Elvio Cogno: The Pinnacle of Barolo Winemaking
For many wine-lovers, a fine meal is simply incomplete without the perfect pairing. There is no better or more historically rich atmosphere to gain (or bolster) this skill than Piedmont: Italy’s second-largest region, home of the coveted thin-skinned Nebbiolo grape and a prime locale for your next wine-centric location. These wineries’ legendary operations have garnered abundant praise from around the world, and as a result, Barolo has earned its place at the top of professional and amateur favorite lists alike. In short: this is one wine to travel abroad for.
According to Italy’s stringent DOCG regulations for national products, Barolo must be aged for a minimum of two years in oak and one in-bottle. For the even more exclusive Riserva, regulations mandate five years of aging with three in oak. As a result of these requirements, you can rely on these exacting standards to produce robust, pleasing flavors in Barolo — floral notes, earthy spice and smooth leather.
Getting to Barolo-tasting territory is too easy to pass up: Milan’s Malpensa airport is nearly at the border of Piedmont, about halfway between the capital city and Turin.

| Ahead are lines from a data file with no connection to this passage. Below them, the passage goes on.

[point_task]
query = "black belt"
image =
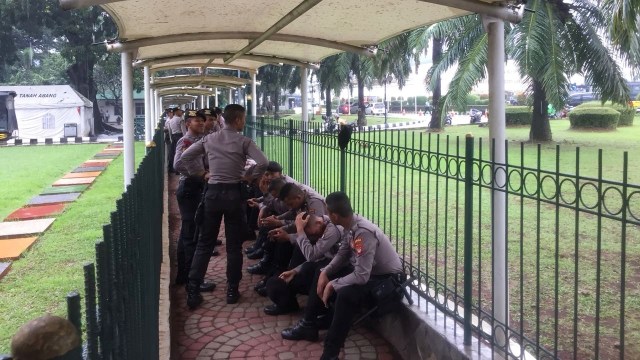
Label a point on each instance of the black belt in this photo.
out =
(225, 186)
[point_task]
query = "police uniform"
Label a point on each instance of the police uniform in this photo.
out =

A rental car will make short work of the trip, and once you’re in, the possibilities are endless. There are 11 villages in which Barolo is produced, where you can also sample the freshest examples of other famed regional products like white truffles, agnolotti stuffed with sheep’s cheese, tajarin pasta (similar to tagliatelle) and beef tartare — carne cruda — made from the notable local “razza bovine Piemontese.” In fact, you might be hard-pressed to find a better pairing in flavor and color for carne cruda than a glass of clear, ruby-hued Barolo. The region is home to many notable white wines as well, but let’s face it: you traveled here for the red.

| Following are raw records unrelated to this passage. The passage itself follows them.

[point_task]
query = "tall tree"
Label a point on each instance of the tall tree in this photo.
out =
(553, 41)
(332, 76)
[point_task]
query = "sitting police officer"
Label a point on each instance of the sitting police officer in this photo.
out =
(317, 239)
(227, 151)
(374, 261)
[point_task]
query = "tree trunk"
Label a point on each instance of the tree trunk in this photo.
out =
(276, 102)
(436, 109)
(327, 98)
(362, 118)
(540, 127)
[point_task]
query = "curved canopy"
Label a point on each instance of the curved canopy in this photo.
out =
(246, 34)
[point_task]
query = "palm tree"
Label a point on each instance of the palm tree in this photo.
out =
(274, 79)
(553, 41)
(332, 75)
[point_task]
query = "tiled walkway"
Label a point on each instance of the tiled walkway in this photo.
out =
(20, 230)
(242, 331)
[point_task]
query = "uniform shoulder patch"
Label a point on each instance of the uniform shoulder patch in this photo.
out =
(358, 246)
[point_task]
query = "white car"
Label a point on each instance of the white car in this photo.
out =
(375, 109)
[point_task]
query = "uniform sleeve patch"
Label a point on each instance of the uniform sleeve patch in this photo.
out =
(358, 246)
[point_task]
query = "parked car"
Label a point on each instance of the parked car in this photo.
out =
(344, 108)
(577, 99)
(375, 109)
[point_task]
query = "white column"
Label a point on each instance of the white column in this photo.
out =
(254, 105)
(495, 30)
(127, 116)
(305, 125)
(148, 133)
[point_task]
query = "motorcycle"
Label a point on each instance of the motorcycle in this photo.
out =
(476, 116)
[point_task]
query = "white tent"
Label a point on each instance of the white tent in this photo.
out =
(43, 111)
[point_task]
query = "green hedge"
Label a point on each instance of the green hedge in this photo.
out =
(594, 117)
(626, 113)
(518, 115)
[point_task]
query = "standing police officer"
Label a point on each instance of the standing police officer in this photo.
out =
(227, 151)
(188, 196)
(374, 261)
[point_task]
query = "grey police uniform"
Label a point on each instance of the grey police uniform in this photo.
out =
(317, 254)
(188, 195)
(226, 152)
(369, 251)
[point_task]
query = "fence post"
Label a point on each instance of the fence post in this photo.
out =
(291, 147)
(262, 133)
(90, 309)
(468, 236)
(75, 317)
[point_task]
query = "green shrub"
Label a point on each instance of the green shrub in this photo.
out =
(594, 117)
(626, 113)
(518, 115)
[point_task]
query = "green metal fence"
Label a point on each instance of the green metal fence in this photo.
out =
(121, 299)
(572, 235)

One winery making Barolo that’s not to missed is Elvio Cogno, one of the region’s most historic producers. The Cogno family has been making wine in Piedmont for four generations, well-known and consistently well received by critics both in Europe and the United States. Elvio Cogno brings elegant wines to the market without altering the traditions, styles and flavors of their predecessors, a creed that has served the brand admirably and allowed it to remain a cherished family heirloom to this day.
“There are really two kinds of Barolo: young and old,” says Charles Ford, General Manager for S.K.Y. Chicago. “Young Barolo does so well with earthier and hearty foods, of course pasta comes to mind. On the flip side, pairing Barolo with bright, green, and sometimes fruitier dishes also works. You have to match the weight of the wine with the weight of the food. Throw all of the veggies and fruits you want at younger Barolo, just make sure there’s a component of the pairing that stands up to it. Old Barolo is such a ringer for velvety sauces and all kinds of textures. Don’t forget to experiment though, you never know until you try it.”
When at last you arrive home, ideally with several bottles in tow and a case or two on the way, it’s easy to incorporate Barolo — a notoriously food-friendly wine — into everyday cooking and drinking. Use it as a braising liquid for a simple, hearty meal or splash it into pasta sauce or pan juices for an instant kick of rich, nuanced flavor. And don’t forget to pour yourself a glass, too!